1.1 Pricing of Crowdsourcing Tasks

While designing a task, requesters are called to make several choices. One crucial decision concerns the monetary reward to be given to the workers who complete the task successfully. Indeed, while an exiguous payment might not motivate the workers enough (Auer et al., 2021), a conspicuously large one might attract spammers or reduce the scale of limited-budget experiments. Different factors influence the reward policies of a task, including the amount of time required for its completion, its difficulty, or the worker skill set required (workers with special qualifications have to be paid more). Finally, additional costs, e. g., platform fees, consisting typically of a percentage of task payment, need to be taken into account while deciding upon the reward strategies. In the literature, some efforts can be found to develop tools to assist price negotiation in crowdsourcing. For example, Horton and Zeckhauser (2010) proposed hagglebot, a bot to serve as an automated negotiating agent for requesters.

1.2 Ethical Issues in Crowdsourcing

One topic that has attracted the research community’s interest concerns the ethical issues about workers’ conditions reported over the years. Hara et al. (2018) showed that workers were paid a wage of 4-6 USD per hour on the MTurk platform whereas the US federal minimum wage corresponds to 7.25 USD per hour since 2009. Crowdworkers struggle with extremely low hourly income, and this issue has been used as the motivation for some studies (Whiting et al., 2019; Saito et al., 2019). Moreover, requesters might refuse to pay crowdworkers for a completed job either maliciously or because of badly-designed tasks and error-prone result assessment systems (Martin et al., 2016; Silberman et al., 2010). Lease et al. (2013) and Silberman et al. (2010) investigated crowdworkers’ vulnerability to fraudulent tasks targeting their privacy and assets. Platforms often provide very limited information to crowdworkers about the identity of requesters and the quality of their tasks. While the amount of payment for a HIT is communicated to the crowdworker, an estimate of the expected time to complete it is missing. Most platforms also lack an estimate of the rejection rate of the requester who published that HIT batch, as well as general feedback from workers who have already completed HITs from the same batch. It is therefore arduous for workers to evaluate requesters’ reputations and to assess the potential hourly wage before starting tasks (Fieseler et al., 2019; Martin et al., 2014). On the contrary, the information available for requesters is more detailed since they can typically access workers’ performance history and qualifications (Kingsley et al., 2015).
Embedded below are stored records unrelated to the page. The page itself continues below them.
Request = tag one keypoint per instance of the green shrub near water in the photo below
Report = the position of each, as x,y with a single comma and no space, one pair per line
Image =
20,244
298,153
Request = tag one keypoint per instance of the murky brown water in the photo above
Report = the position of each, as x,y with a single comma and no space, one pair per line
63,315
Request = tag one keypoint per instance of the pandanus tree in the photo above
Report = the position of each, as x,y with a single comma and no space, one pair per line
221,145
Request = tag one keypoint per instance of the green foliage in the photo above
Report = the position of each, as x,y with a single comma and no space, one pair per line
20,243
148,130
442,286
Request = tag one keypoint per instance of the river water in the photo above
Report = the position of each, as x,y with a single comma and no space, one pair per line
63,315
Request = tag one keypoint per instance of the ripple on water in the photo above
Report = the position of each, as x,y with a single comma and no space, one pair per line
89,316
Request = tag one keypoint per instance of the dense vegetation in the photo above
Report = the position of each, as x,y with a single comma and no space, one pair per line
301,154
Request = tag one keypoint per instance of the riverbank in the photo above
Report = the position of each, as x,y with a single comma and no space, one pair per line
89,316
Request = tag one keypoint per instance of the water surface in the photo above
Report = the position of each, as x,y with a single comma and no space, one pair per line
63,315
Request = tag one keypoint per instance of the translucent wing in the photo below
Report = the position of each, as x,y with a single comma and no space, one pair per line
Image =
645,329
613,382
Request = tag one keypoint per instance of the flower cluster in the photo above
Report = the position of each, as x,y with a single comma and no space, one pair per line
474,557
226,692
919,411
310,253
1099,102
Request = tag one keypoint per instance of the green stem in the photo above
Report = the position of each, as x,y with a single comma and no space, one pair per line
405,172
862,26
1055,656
1.3 Research Standards in Crowdsourcing

The academic community has responded to the aforementioned ethical issues by calling for crowdsourcing research standards to be implemented by universities, journals, and grantmakers. In particular, university ethics boards have been encouraged to design guidelines for the use of crowdsourcing in research, considering the specific platform- and labour-related issues of crowdworkers, like the lack of access to traditional employment protections (Williamson, 2016). Even though ethical guidelines vary by institution and country, the fairness of the payment should be an essential condition that needs to be satisfied (Silberman et al., 2018a). These concerns are significant when using paid micro-task crowdsourcing platforms, where crowdworkers consider monetary rewards as the driving motivation for their participation (Martin et al., 2017), as opposed to e. g. in citizen science or volunteer-based crowdsourcing, where the driving motivation is intrinsic (Leimeister et al., 2009; Hossain, 2012). In particular, to guarantee transparency the amount of the participant reward should always be clearly specified in the design phase of a research project (Schmidt, 2013). As illustrated in this work, these issues are particularly pronounced in F8, where the compensation scheme seems to be unclear, changing over time, and linked to questionable activities such as gambling.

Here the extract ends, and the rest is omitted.